No one more free
Anthon Beeke’s work does not try to be beautiful, but aims to dislocate. It appeals or disgusts, confuses or welcomes and is always a prime example of powerful communication. But when I was studying, I didn’t yet know that.
I only came across his work after I completed my studies, during my work placement in Eindhoven. In the street. In the city it was quite impossible to avoid the posters that he made for Globe Theater. I thought they were very impressive. They even persuaded me get on my bike. I wanted to find out why they got to me. And then I immediately saw that the name of the designer was included, under the poster, neatly centered. As a brand. I had never previously seen a poster so self-assuredly signed. As if the designer thought: ‘I did my best for you and so I can use a small part of the poster for my own advertisement.’ Not hidden in an unreadable font in the margin, but a beautifully designed visualization of his name. You have to be pretty convinced of yourself and your work, I thought.
In the years that followed, I came across his name with increasing regularity and started to focus more on it and later I even went looking for it actively. There’s always something special to experience in an expression by Anthon Beeke. It is always eloquent with minimal means. As a powerful communicator, he directly lets you feel the underlying thought instead of choosing for safer work that’s easier to digester.
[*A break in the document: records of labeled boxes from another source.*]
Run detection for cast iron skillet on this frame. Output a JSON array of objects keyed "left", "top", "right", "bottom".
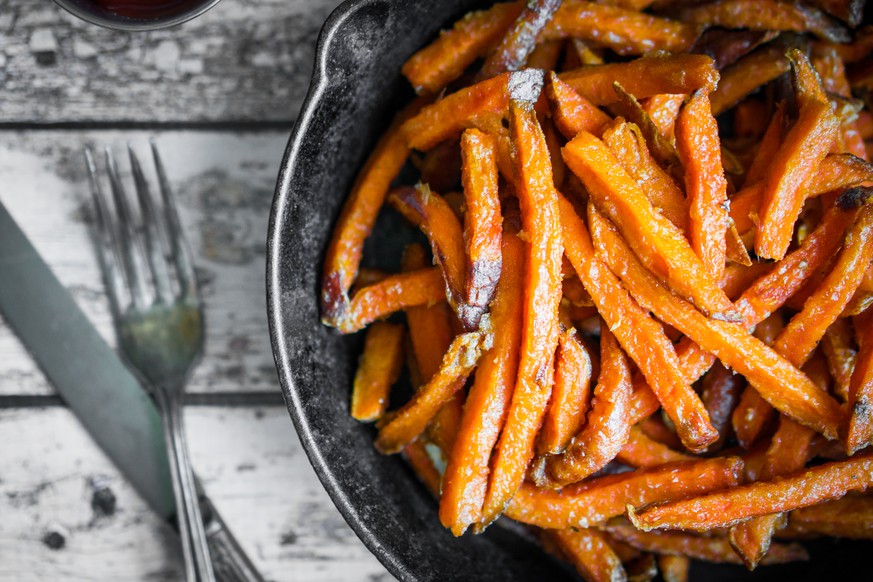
[{"left": 267, "top": 0, "right": 869, "bottom": 582}]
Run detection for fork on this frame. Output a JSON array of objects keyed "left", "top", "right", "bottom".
[{"left": 85, "top": 141, "right": 215, "bottom": 582}]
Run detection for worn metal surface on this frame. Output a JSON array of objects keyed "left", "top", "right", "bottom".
[{"left": 0, "top": 0, "right": 339, "bottom": 123}]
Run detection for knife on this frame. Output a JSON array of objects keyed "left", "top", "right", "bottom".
[{"left": 0, "top": 203, "right": 263, "bottom": 582}]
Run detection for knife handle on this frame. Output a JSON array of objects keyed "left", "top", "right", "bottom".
[{"left": 200, "top": 493, "right": 264, "bottom": 582}]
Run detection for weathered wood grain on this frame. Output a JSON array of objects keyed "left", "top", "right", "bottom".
[
  {"left": 0, "top": 131, "right": 287, "bottom": 394},
  {"left": 0, "top": 407, "right": 392, "bottom": 582},
  {"left": 0, "top": 0, "right": 348, "bottom": 123}
]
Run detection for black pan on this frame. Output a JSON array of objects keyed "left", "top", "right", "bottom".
[{"left": 267, "top": 0, "right": 870, "bottom": 582}]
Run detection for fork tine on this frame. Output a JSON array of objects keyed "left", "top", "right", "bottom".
[
  {"left": 127, "top": 143, "right": 173, "bottom": 304},
  {"left": 149, "top": 139, "right": 198, "bottom": 302},
  {"left": 85, "top": 146, "right": 125, "bottom": 317},
  {"left": 106, "top": 147, "right": 151, "bottom": 309}
]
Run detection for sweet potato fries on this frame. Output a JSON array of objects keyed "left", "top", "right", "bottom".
[{"left": 321, "top": 0, "right": 873, "bottom": 580}]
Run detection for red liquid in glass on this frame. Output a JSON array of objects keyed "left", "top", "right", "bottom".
[{"left": 93, "top": 0, "right": 201, "bottom": 18}]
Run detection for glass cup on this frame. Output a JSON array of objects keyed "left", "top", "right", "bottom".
[{"left": 54, "top": 0, "right": 219, "bottom": 30}]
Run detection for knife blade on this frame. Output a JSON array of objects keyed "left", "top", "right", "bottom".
[{"left": 0, "top": 203, "right": 262, "bottom": 582}]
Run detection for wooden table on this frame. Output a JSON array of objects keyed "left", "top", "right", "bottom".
[{"left": 0, "top": 0, "right": 391, "bottom": 582}]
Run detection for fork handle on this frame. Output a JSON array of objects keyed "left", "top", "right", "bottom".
[
  {"left": 198, "top": 492, "right": 264, "bottom": 582},
  {"left": 155, "top": 386, "right": 215, "bottom": 582}
]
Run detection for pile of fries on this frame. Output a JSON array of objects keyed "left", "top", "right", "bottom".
[{"left": 321, "top": 0, "right": 873, "bottom": 580}]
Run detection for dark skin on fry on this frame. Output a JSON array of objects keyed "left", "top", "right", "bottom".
[
  {"left": 538, "top": 323, "right": 633, "bottom": 487},
  {"left": 560, "top": 199, "right": 718, "bottom": 450},
  {"left": 482, "top": 91, "right": 563, "bottom": 524},
  {"left": 402, "top": 244, "right": 463, "bottom": 464},
  {"left": 630, "top": 453, "right": 873, "bottom": 531},
  {"left": 506, "top": 457, "right": 743, "bottom": 529},
  {"left": 461, "top": 129, "right": 503, "bottom": 328},
  {"left": 598, "top": 208, "right": 842, "bottom": 438},
  {"left": 440, "top": 227, "right": 524, "bottom": 536}
]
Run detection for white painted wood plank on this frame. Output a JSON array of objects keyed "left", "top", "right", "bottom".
[
  {"left": 0, "top": 131, "right": 287, "bottom": 394},
  {"left": 0, "top": 0, "right": 339, "bottom": 122},
  {"left": 0, "top": 407, "right": 392, "bottom": 582}
]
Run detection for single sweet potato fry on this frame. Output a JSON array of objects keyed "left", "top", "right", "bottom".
[
  {"left": 724, "top": 225, "right": 752, "bottom": 268},
  {"left": 658, "top": 555, "right": 691, "bottom": 582},
  {"left": 482, "top": 92, "right": 564, "bottom": 525},
  {"left": 541, "top": 0, "right": 698, "bottom": 55},
  {"left": 636, "top": 414, "right": 682, "bottom": 449},
  {"left": 731, "top": 386, "right": 774, "bottom": 450},
  {"left": 688, "top": 27, "right": 779, "bottom": 71},
  {"left": 606, "top": 525, "right": 809, "bottom": 564},
  {"left": 321, "top": 99, "right": 425, "bottom": 327},
  {"left": 744, "top": 101, "right": 784, "bottom": 189},
  {"left": 721, "top": 261, "right": 773, "bottom": 301},
  {"left": 388, "top": 184, "right": 470, "bottom": 320},
  {"left": 538, "top": 323, "right": 632, "bottom": 487},
  {"left": 537, "top": 328, "right": 592, "bottom": 455},
  {"left": 477, "top": 0, "right": 561, "bottom": 79},
  {"left": 402, "top": 2, "right": 524, "bottom": 93},
  {"left": 811, "top": 0, "right": 865, "bottom": 28},
  {"left": 399, "top": 73, "right": 512, "bottom": 151},
  {"left": 821, "top": 317, "right": 858, "bottom": 401},
  {"left": 711, "top": 45, "right": 790, "bottom": 116},
  {"left": 440, "top": 228, "right": 524, "bottom": 536},
  {"left": 628, "top": 453, "right": 873, "bottom": 531},
  {"left": 525, "top": 40, "right": 564, "bottom": 71},
  {"left": 813, "top": 47, "right": 867, "bottom": 160},
  {"left": 461, "top": 129, "right": 503, "bottom": 327},
  {"left": 610, "top": 81, "right": 682, "bottom": 173},
  {"left": 642, "top": 94, "right": 685, "bottom": 142},
  {"left": 560, "top": 198, "right": 718, "bottom": 450},
  {"left": 735, "top": 206, "right": 855, "bottom": 325},
  {"left": 560, "top": 53, "right": 718, "bottom": 105},
  {"left": 679, "top": 0, "right": 850, "bottom": 42},
  {"left": 351, "top": 321, "right": 403, "bottom": 421},
  {"left": 597, "top": 214, "right": 842, "bottom": 440},
  {"left": 402, "top": 244, "right": 464, "bottom": 453},
  {"left": 777, "top": 495, "right": 873, "bottom": 540},
  {"left": 700, "top": 363, "right": 744, "bottom": 452},
  {"left": 563, "top": 132, "right": 733, "bottom": 318},
  {"left": 548, "top": 529, "right": 627, "bottom": 582},
  {"left": 755, "top": 49, "right": 839, "bottom": 259},
  {"left": 844, "top": 306, "right": 873, "bottom": 454},
  {"left": 603, "top": 120, "right": 688, "bottom": 231},
  {"left": 546, "top": 71, "right": 612, "bottom": 139},
  {"left": 729, "top": 416, "right": 815, "bottom": 570},
  {"left": 731, "top": 311, "right": 785, "bottom": 450},
  {"left": 376, "top": 332, "right": 492, "bottom": 454},
  {"left": 676, "top": 91, "right": 729, "bottom": 279},
  {"left": 616, "top": 426, "right": 694, "bottom": 469},
  {"left": 336, "top": 267, "right": 446, "bottom": 333},
  {"left": 588, "top": 204, "right": 718, "bottom": 452},
  {"left": 506, "top": 457, "right": 743, "bottom": 529},
  {"left": 731, "top": 154, "right": 873, "bottom": 233},
  {"left": 733, "top": 97, "right": 768, "bottom": 140},
  {"left": 403, "top": 439, "right": 442, "bottom": 498},
  {"left": 774, "top": 204, "right": 873, "bottom": 367}
]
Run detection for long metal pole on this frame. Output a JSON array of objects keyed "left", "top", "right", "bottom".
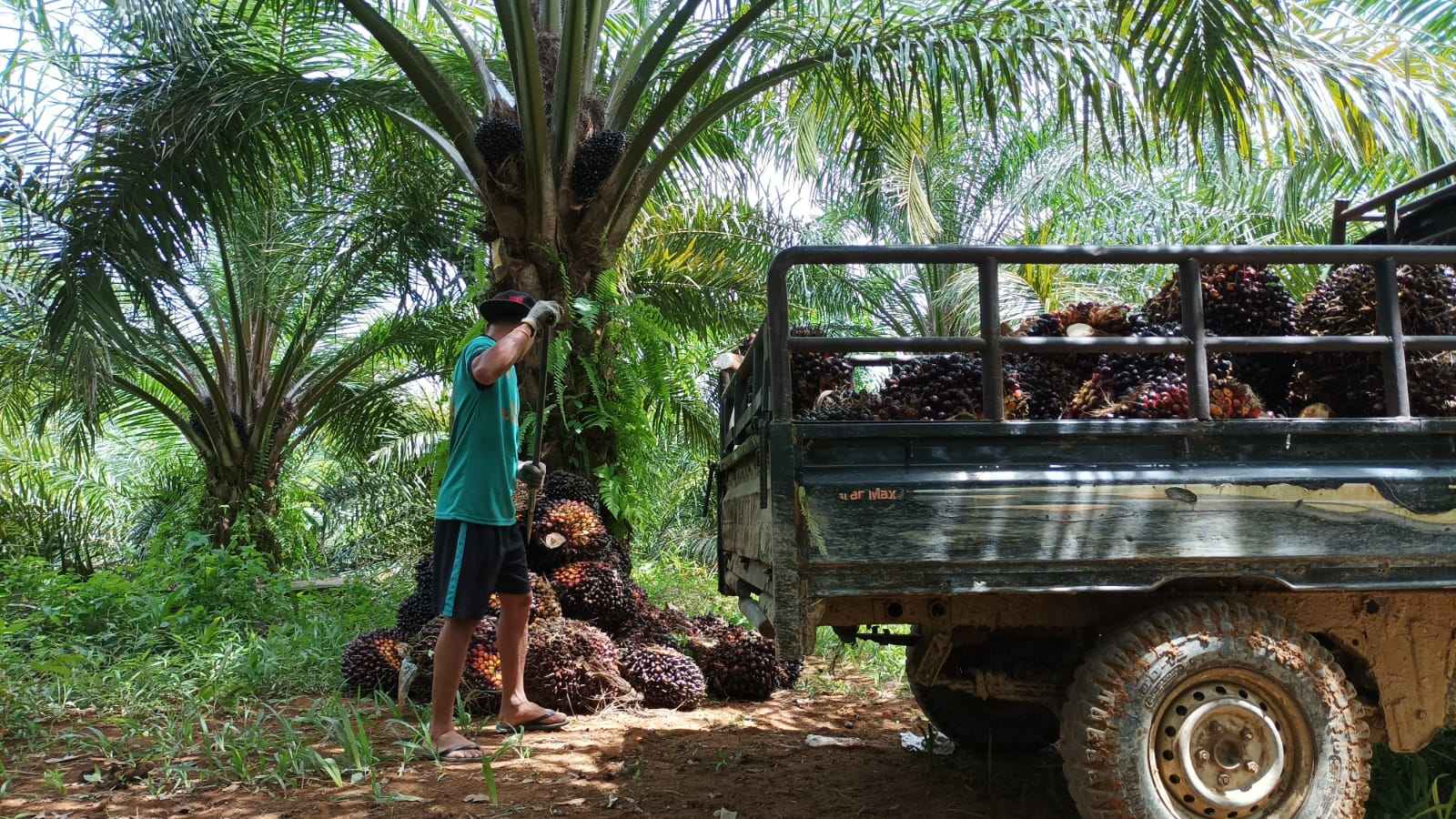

Whether it is the beautiful poster for a Jeff Koons exhibition in Amsterdam’s Stedelijk Museum, the ‘Aids – The Killing Bite of Love’ poster, or a book cover with a matchbox stuck on it: an Anthon Beeke is always striking. His work screams for attention and plays with various emotions. Irritation, excitement, sorrow, surprise, shock, joy, fear; every time he evokes something in you. I can’t just pass it by. Even if it occasionally makes me feel slightly ill at ease. Possibly precisely because of that.
What often serves to make Anthon’s work even more communicative than that of many colleagues is that his designs try not to look like graphic design. He repeatedly seeks inspiration outside his own field and then launches it within it. Anthon Beeke is a master in playing with contexts, as a result of which he allows the new substance to emerge from putting together shapes and images. And like no other, he manages to penetrate to the core of an idea. Brilliant simplicity in a field filled with smooth talkers.
As a communicator, he will never choose the easy way by copying what other designers do, and I mean never. His visual language is original and progressive and is not dictated by existing opinions, but primarily emerges, to my mind, from pure intuition. It’s also difficult to compartmentalize it. The work is too versatile for that. As a designer, I think that Anthon has designed just about everything that can be designed. From games, books, and alphabet and posters to matchboxes, calendars etc., etc. In addition, he really uses every possible technique. For instance, Anthon Beeke can photograph, cut, paste, sketch and tear. And design, of course. I don’t know a single maker of images who thinks more freely and is more all-round than Anthon. As far as I am concerned, he is the freest bird in Dutch design history.